However ropey the central conceit might have been, it was the title of the programme itself that sprang to mind yesterday, as I walked into an elephant trap of a discussion with students and colleagues.

It’s the time of year when lots of coursework is due, and there had been some queries about whether the word counts the School puts on coursework included the bibliography and footnotes. Thus, I sent out an email to all taught course students with the following:

“1) The School of Politics has always including all text in its word limits (i.e. including bibliography and footnotes).
2)       However, it has also never applied a specific penalty for over- or under-long submissions (i.e. there is no ‘10% rule’): the word count is indicative, not prescriptive.
3)       Instead, the School operates on a rule of reason, namely that there should be a good reason for over- or under-long submissions. Typically, work that is not close to the required length suffers from other problems that do incur penalties. For example, short submissions often lack sufficient scope or depth of development, while long submissions often lack sufficient focus. You may have a reason to miss the word count appreciably, in which case you should talk with the module leader.”

I thought this was all rather clear: that we care about getting work that is good, rather than work that is of a specific length. To my mind, this should make intuitive sense, in that the module leader sets work that can be addressed fully in the given word count, but to which they are likely to be multiple ways of approaching the subject, in turn creating a range of coursework lengths.

However, the email seems to have caused more confusion. On students’ side, they had a variety of understandings of the situation (in part because practice is not uniform across the institution) and so, when confronted with my email, the difference with their understandings caused some anxiety. This despite my message that our policy was one of flexibility, not rigidity. Consequently, I have had to reassure several students since then that they are not going to be penalised.

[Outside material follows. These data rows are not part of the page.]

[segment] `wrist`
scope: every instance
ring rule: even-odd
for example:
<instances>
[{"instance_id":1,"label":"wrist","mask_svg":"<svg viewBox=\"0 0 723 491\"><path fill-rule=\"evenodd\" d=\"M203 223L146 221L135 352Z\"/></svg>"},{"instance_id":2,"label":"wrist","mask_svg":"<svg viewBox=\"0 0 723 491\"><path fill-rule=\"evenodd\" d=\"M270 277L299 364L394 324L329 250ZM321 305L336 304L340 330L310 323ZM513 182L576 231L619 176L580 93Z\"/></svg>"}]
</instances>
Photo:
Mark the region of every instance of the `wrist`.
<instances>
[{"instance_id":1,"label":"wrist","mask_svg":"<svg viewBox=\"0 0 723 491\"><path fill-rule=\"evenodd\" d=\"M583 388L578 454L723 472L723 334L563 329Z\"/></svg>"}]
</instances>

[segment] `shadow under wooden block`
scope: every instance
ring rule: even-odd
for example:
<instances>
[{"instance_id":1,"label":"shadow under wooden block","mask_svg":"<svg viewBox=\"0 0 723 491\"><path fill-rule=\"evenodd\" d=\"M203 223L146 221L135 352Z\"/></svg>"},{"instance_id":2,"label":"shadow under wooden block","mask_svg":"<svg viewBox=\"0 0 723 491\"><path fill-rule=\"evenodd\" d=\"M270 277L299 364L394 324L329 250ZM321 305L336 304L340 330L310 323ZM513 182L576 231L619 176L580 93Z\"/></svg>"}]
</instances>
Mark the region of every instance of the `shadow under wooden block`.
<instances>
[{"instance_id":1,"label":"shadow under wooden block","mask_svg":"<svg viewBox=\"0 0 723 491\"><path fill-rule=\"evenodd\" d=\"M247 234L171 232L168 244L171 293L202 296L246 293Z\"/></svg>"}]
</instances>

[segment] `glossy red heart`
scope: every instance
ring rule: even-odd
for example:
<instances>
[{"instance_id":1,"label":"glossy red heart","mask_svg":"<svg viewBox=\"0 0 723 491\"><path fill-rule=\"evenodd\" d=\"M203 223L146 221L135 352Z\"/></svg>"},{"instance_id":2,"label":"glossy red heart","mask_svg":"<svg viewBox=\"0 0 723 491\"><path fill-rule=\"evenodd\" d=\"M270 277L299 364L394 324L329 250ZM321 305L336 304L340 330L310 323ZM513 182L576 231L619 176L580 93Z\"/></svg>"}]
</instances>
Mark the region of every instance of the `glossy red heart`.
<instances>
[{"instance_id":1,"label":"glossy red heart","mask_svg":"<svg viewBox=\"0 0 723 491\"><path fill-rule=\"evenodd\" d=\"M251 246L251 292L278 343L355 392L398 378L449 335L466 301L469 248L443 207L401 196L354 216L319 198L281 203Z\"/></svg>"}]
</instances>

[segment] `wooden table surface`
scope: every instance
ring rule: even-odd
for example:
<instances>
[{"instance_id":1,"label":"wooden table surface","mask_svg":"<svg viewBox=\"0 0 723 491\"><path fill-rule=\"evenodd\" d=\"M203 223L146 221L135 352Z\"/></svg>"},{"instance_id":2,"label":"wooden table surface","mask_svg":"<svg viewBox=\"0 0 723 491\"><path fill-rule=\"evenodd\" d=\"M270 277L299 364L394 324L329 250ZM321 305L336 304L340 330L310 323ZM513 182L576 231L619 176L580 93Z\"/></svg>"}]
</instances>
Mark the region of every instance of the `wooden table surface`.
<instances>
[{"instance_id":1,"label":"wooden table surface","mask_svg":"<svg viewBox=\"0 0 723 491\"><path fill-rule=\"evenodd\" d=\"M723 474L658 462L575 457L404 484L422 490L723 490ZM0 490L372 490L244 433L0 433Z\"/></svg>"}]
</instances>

For my part, it has demonstrated that even permissive systems need to be communicated and explained to users: students might reasonably make assumptions in the absence of other information.

The wider point from all this is that we have to be alive to the creation of ambiguity. Sometimes, that ambiguity is a positive choice, driven by a desire to create a space for differences of opinion and/or critical discourses (indeed, much of political science is precisely about this). But sometimes ambiguity is an accident and attacks the underpinnings of learning environments. At the very least, we need to understand that distinction.